Balachander Krishnamurthy and Jennifer Rexford
AT&T Labs-Research; 180 Park Avenue
Florham Park, NJ 07932 USA
{bala,jrex}@research.att.com
Web server logs play an important role in measuring the overhead on servers and the network, as well as in evaluating the performance of features of the HTTP protocol. Presently, there are several products on the market that analyze logs, employing a variety of techniques to store and manipulate them. For example, Accrue [1] uses a relational database, Andromedia [2] uses an object oriented database, while Netgenesis [3] uses Informix. Other commercial log analyzers include Sawmill [4], SurfReport [5], and WebTrends [6]. These companies do not go into detail about the mechanisms they use to clean and process the logs for obvious reasons. Most researchers and academicians have access to logs from a few sites. These logs range in durations from a day, to a few weeks, to several months.
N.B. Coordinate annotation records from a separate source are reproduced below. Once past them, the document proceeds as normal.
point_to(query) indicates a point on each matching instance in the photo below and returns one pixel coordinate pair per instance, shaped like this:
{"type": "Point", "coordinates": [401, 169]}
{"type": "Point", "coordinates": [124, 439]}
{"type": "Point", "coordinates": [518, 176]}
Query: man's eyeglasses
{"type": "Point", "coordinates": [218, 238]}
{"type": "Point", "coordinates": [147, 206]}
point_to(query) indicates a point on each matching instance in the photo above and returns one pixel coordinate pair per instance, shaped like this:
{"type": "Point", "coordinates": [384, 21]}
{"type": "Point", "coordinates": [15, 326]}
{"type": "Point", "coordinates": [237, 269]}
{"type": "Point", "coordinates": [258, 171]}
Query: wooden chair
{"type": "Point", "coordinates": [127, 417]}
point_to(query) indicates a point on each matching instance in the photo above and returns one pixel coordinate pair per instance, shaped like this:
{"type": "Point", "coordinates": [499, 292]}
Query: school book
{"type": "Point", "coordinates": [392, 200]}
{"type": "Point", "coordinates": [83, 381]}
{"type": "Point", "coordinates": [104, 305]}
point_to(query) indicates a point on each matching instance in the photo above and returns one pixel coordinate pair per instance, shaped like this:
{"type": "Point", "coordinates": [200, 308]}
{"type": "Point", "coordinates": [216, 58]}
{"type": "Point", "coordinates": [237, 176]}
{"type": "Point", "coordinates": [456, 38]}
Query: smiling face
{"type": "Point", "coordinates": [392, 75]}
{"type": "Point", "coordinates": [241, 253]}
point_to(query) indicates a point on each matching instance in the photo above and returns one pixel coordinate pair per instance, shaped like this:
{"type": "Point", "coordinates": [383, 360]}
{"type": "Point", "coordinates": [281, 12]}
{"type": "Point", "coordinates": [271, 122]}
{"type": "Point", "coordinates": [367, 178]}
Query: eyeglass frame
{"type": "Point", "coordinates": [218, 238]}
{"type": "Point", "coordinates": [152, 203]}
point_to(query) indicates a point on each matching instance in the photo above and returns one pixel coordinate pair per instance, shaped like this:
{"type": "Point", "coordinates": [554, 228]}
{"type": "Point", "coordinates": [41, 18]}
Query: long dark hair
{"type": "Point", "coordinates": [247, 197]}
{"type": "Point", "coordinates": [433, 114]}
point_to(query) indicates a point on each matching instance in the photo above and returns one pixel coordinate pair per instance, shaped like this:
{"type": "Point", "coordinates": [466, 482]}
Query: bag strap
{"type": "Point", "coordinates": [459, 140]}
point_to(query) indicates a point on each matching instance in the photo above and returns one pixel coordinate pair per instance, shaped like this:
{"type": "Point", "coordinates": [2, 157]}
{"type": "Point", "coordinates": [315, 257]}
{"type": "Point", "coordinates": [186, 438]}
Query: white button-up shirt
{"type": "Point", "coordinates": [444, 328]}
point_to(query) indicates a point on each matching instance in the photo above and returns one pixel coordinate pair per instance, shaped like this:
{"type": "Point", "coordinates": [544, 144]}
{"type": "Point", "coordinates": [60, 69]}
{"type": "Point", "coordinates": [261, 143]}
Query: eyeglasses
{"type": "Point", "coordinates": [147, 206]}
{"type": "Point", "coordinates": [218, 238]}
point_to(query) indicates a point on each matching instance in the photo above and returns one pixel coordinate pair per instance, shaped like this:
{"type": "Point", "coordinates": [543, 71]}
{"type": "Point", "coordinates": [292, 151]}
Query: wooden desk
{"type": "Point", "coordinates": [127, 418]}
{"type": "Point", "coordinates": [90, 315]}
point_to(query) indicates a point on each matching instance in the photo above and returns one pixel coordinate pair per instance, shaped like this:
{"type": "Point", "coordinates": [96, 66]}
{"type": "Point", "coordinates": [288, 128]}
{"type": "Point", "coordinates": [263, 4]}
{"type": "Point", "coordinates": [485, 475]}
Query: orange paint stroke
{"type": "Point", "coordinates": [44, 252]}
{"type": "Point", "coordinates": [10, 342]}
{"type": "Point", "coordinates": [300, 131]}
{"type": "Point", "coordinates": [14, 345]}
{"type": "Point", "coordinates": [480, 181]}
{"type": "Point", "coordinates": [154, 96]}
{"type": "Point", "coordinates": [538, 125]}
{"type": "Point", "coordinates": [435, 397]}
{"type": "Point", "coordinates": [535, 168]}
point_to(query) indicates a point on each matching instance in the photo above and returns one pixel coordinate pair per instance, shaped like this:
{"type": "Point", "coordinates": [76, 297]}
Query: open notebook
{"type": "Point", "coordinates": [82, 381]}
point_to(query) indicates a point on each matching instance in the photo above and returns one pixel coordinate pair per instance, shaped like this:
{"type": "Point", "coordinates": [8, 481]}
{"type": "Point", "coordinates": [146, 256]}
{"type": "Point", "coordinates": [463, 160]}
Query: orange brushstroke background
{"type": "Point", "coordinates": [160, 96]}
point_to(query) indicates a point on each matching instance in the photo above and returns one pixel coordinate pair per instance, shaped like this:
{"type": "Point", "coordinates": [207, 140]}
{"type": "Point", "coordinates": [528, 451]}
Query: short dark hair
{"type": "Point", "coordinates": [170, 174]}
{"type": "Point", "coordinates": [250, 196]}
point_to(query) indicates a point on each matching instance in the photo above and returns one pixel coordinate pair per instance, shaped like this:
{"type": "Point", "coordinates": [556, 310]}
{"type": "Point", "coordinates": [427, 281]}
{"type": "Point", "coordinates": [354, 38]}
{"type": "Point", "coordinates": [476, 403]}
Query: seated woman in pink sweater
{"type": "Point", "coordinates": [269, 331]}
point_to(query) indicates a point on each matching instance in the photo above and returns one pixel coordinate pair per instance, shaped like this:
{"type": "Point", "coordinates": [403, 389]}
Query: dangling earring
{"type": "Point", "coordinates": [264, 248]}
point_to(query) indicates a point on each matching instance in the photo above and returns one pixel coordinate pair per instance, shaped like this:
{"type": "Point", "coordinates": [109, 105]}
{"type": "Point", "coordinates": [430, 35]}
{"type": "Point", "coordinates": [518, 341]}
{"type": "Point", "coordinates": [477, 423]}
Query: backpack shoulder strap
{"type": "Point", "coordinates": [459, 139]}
The number of hits on sites vary from few hundred thousand to several million.
Processing large and varied server logs introduces a number of important software challenges, including:
To address these issues, we propose a process for cleaning and anonymizing server logs, and producing a simplified intermediate format for post-processing. Though we restrict the discussion to server logs, most of the comments apply more broadly to proxy and client logs as well.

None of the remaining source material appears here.